Penelitian ini menggunakan metode evaluasi kualitatif. Subjek penelitian
ini adalah penilik PAUD UPTD Kecamatan Banjarsari, pengelola Pos PAUD,
pendidik, orang tua, dan peserta didik di Pos PAUD Putra Pertiwi. Teknik
pengumpulan data menggunakan teknik observasi, wawancara, dan studi pustaka.
Analisis data menggunakan tiga komponen utama yakni reduksi data, penyajian
data dan penarikan kesimpulan atau verifikasi.
Berdasarkan data temuan penelitian dan pembahasan menunjukkan bahwa
pembelajaran di Pos PAUD Putra Pertiwi sudah dilaksananakan sesuai yang
diharapkan. Hal ini direduksi dari hasil penelitian bahwa, mekanisme
pendaftaran peserta didik baru dilakukan tanpa test dan pembiayaan dinilai
ekonomis oleh orangtua. Dalam pembelajaran, pendidik menjadi fasilitator
belajar anak yang berbasis student center sehingga peserta didik memperoleh
berbagai macam fasilitas dalam konteks yang membangun kemampuan dirinya. Dampak
dari pembelajaran yang telah dilakukan dengan mengaktifkan seluruh aspek yang
dimiliki peserta didik terbukti meningkatkan perkembangan aspek moral dan nilai
agama, kognitif, motorik, bahasa, dan sosial emosional.

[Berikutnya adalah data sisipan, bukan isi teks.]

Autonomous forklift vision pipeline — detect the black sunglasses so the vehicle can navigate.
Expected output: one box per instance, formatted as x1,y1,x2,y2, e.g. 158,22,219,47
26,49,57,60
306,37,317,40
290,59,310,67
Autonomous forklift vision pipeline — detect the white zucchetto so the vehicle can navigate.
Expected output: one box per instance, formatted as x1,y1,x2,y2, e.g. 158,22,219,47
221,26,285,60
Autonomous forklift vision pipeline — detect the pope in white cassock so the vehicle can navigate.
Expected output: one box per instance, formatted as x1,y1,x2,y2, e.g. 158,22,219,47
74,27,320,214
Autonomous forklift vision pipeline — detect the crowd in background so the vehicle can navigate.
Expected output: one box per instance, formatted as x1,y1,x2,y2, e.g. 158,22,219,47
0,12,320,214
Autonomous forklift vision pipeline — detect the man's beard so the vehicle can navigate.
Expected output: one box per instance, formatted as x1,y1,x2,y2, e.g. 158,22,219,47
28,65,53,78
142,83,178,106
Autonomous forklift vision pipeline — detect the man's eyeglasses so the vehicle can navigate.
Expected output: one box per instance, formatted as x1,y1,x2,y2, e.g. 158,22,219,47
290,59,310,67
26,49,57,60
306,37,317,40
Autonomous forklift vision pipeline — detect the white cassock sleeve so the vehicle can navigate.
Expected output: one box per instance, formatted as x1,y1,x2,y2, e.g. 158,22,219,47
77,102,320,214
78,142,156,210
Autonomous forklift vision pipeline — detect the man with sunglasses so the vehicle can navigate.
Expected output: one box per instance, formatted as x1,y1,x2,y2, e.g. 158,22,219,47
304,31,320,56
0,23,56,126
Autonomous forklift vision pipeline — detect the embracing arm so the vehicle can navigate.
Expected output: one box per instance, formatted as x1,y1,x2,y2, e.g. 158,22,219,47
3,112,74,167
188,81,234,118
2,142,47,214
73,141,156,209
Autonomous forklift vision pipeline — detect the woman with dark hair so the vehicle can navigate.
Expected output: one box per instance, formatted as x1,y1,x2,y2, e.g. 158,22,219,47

Simpulan dari penelitian ini, bahwa: penyelenggaraan PAUD telah menjawab
kebutuhan anak dalam membentuk self concept. Hal ini diwujudkan dengan
mekanisme pendaftaran sederhana dan fleksibel sehingga dapat dijangkau oleh
kalangan luas, pembiayaan yang ekonomis, juga dan fasilitas memadai. Selain itu
juga dapat menjawab pemenuhan kebutuhan anak usia dini dalam konteks
pendidikan. Pelaksanaan pembelajaran yang berbasis student center telah
memancing hasrat ingin tahu dan peserta didik tidak merasa terbebani sehingga
peserta didik belajar secara bebas dan menunjukkan respon positif. Pembelajaran
memfokuskan pada proses bukan hasil atau batas pencapaian minimal. Dampak dari
pembelajaran menunjukkan perkembangan di segala aspek dan sesuai dengan
kebutuhan anak dan harapan orang tua.